The College’s participation in this year’s conference solidified our standing as a school populated by globally-conscious students. “Sarah Lawrence prides itself on the fact that we excel at writing, public speaking, logic, and academia. And this is the perfect place to put that to use,” Nour Rayes ’13 said. Considering the recent drop in applications to Sarah Lawrence this surely seems like an advantageous way in which to reaffirm the college’s reputation and increase the number of applicants.

For the second time in two years, the Sarah Lawrence delegation won the Honorable Mention award, furthering the school’s reputation in the eyes of the NCCA. This bodes well for future conferences, because it increases the chances for Sarah Lawrence to be asked back in the following years. Additionally, it also places Sarah Lawrence in a position that is more likely to be assigned to a country that is a part of the UN’s big five, or one of the more controversial countries.

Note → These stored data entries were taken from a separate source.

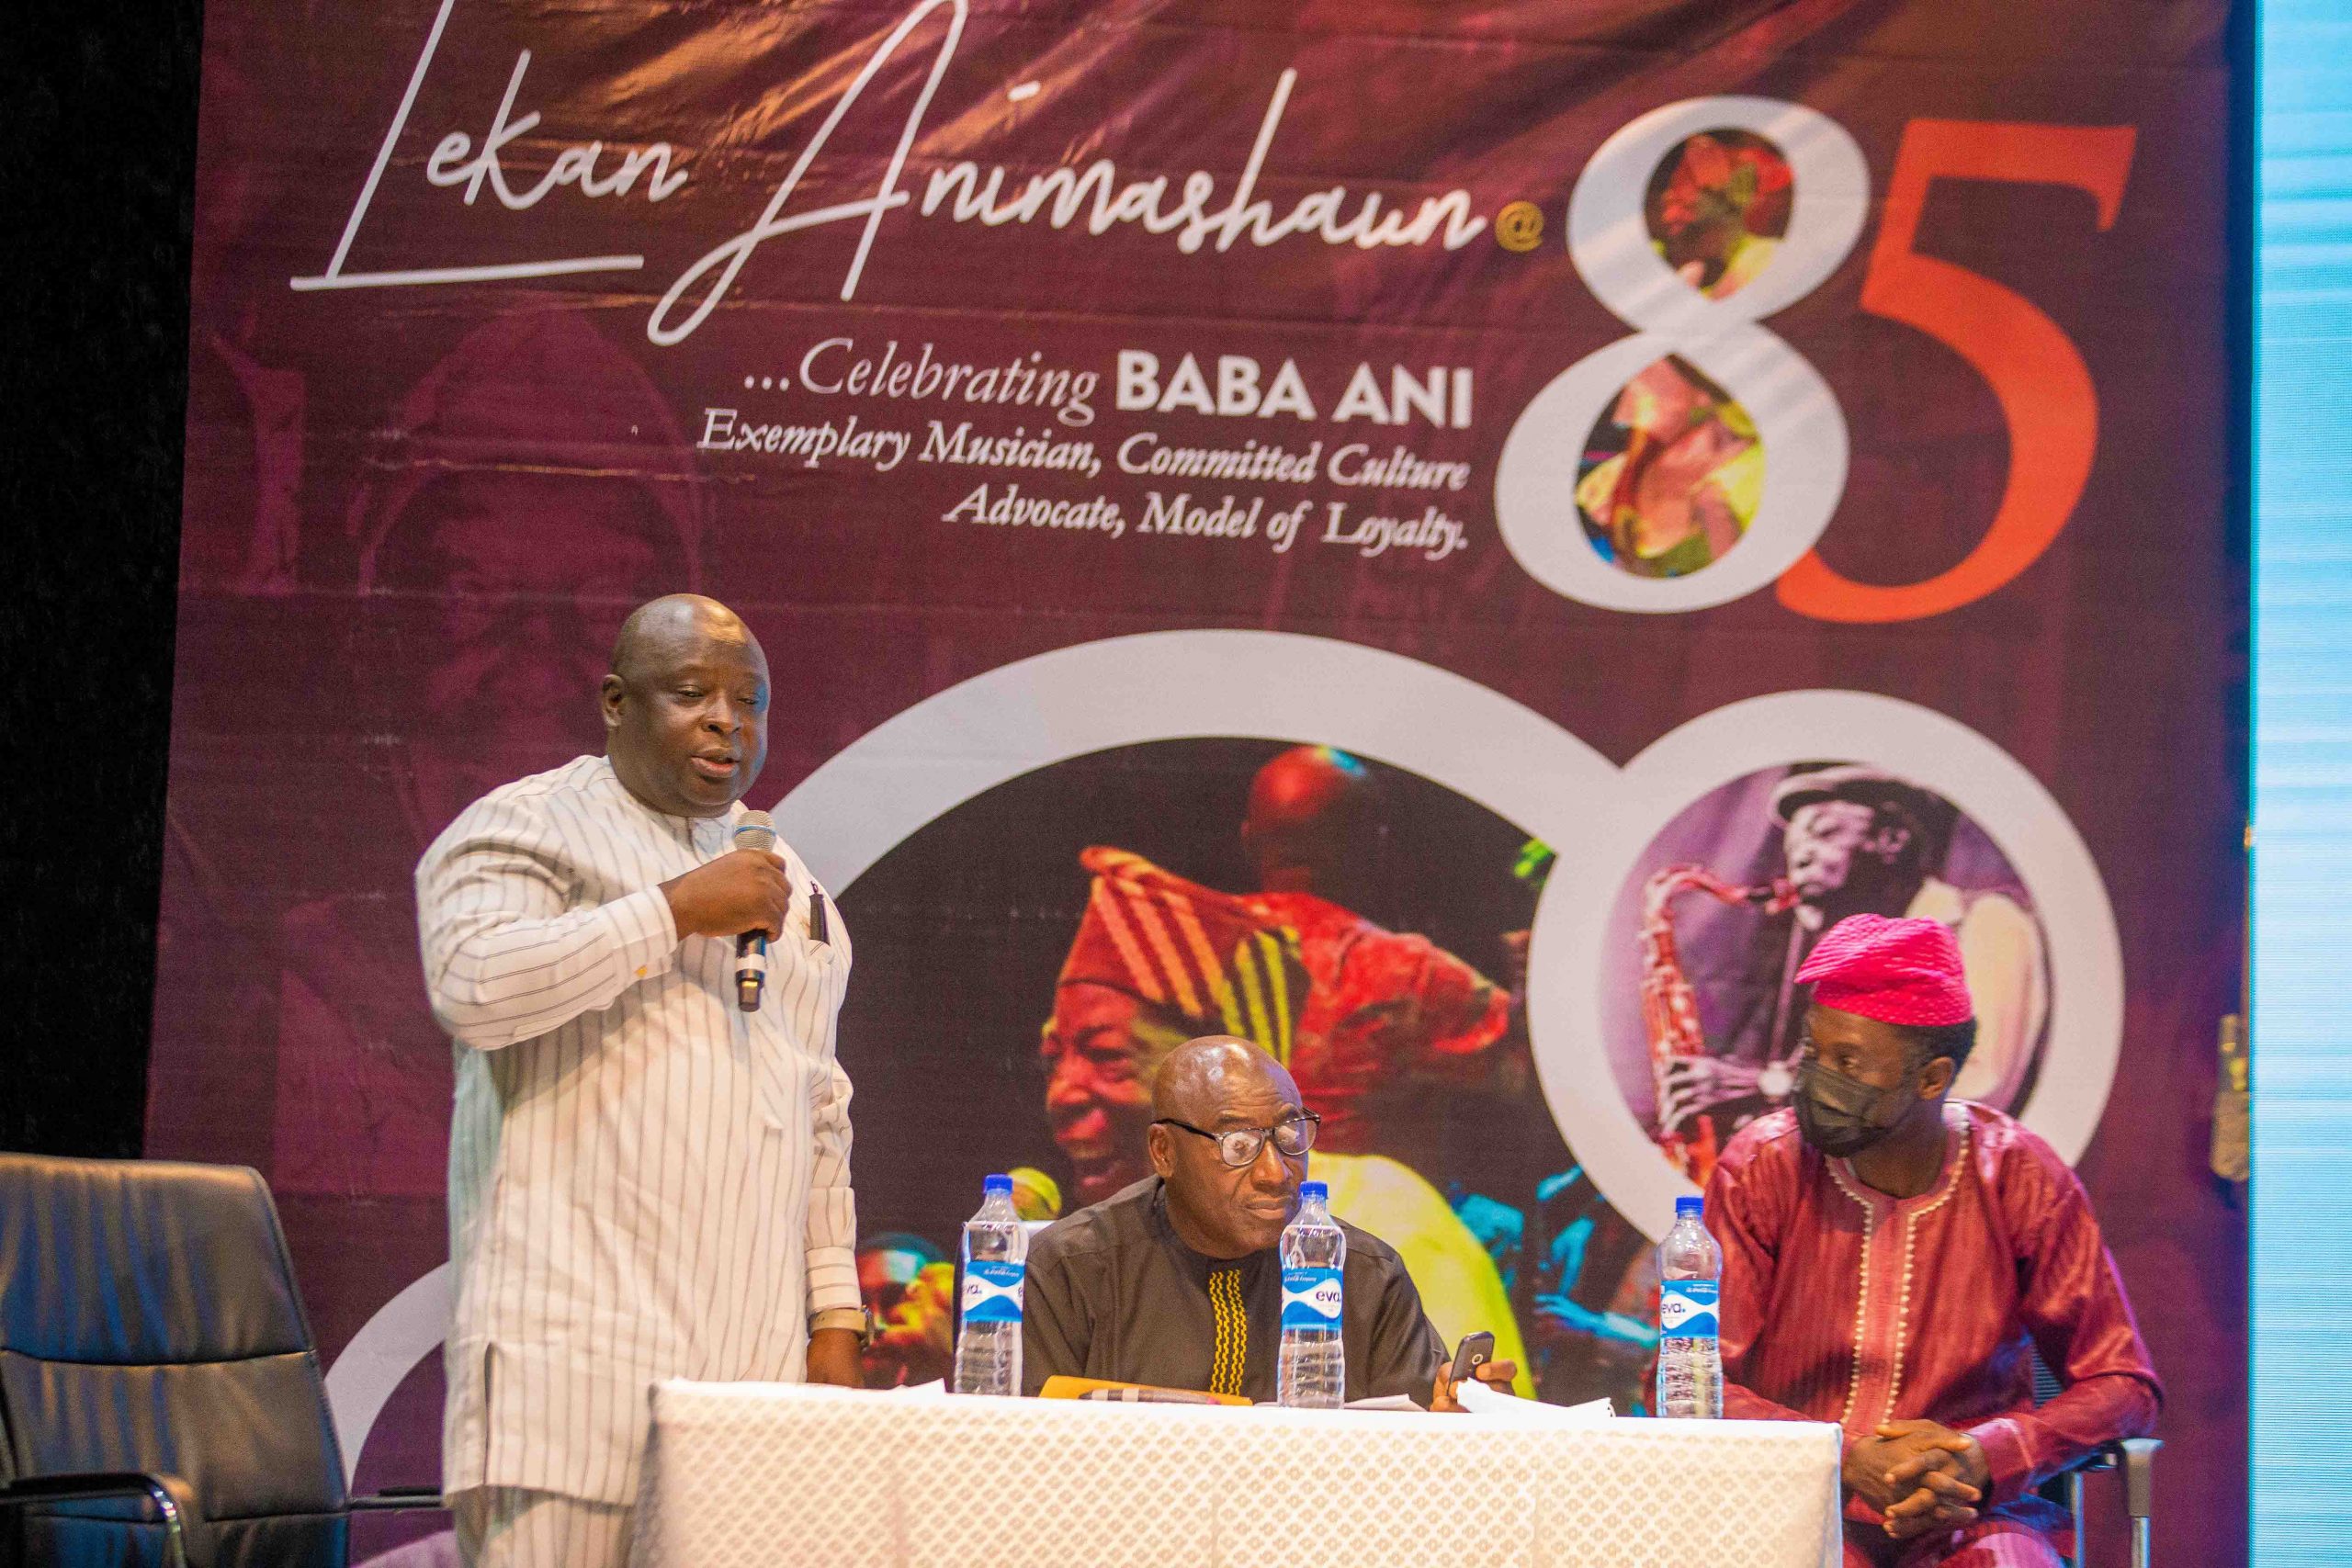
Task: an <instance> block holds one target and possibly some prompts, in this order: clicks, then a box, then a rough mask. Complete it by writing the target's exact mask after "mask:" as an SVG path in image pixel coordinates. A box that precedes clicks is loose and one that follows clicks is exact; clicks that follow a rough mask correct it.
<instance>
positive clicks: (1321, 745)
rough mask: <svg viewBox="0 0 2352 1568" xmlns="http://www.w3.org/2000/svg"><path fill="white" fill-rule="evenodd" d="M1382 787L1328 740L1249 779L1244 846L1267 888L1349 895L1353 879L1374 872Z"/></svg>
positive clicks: (1357, 881) (1344, 895)
mask: <svg viewBox="0 0 2352 1568" xmlns="http://www.w3.org/2000/svg"><path fill="white" fill-rule="evenodd" d="M1378 832H1381V785H1378V780H1376V778H1374V776H1371V769H1367V766H1364V764H1362V762H1359V759H1357V757H1350V755H1348V752H1341V750H1334V748H1329V745H1294V748H1291V750H1287V752H1282V755H1279V757H1275V759H1272V762H1268V764H1265V766H1263V769H1258V776H1256V778H1254V780H1251V783H1249V816H1247V818H1244V820H1242V846H1244V849H1247V851H1249V858H1251V863H1256V867H1258V886H1261V889H1263V891H1268V893H1315V896H1319V898H1331V900H1338V903H1348V900H1350V884H1357V886H1362V884H1367V882H1369V879H1371V877H1374V867H1371V860H1374V858H1376V853H1378Z"/></svg>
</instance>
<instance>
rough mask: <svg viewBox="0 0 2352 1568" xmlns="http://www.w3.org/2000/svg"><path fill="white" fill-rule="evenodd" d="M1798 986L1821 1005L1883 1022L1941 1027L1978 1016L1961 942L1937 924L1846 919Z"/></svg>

Besides the obvious benefits it presents to the college, MUN is also a perfect outlet for those students who are interested in a career in politics or diplomacy. For instance, the officials who organize the conference are directly affiliated with the UN. Then, once the conference is over, the secretary general of NMUN-NY reports the outcome to the general assembly of the UN, presenting the resolutions, ideas, and position papers that the student delegates created. The work put forth at NMUN does not simply end with the conclusion of the conference. Rather, it becomes a part of a significant dialogue that can make a difference within international diplomacy, or on a smaller scale deepen the understanding of the complicated modern world that the young students inhabit.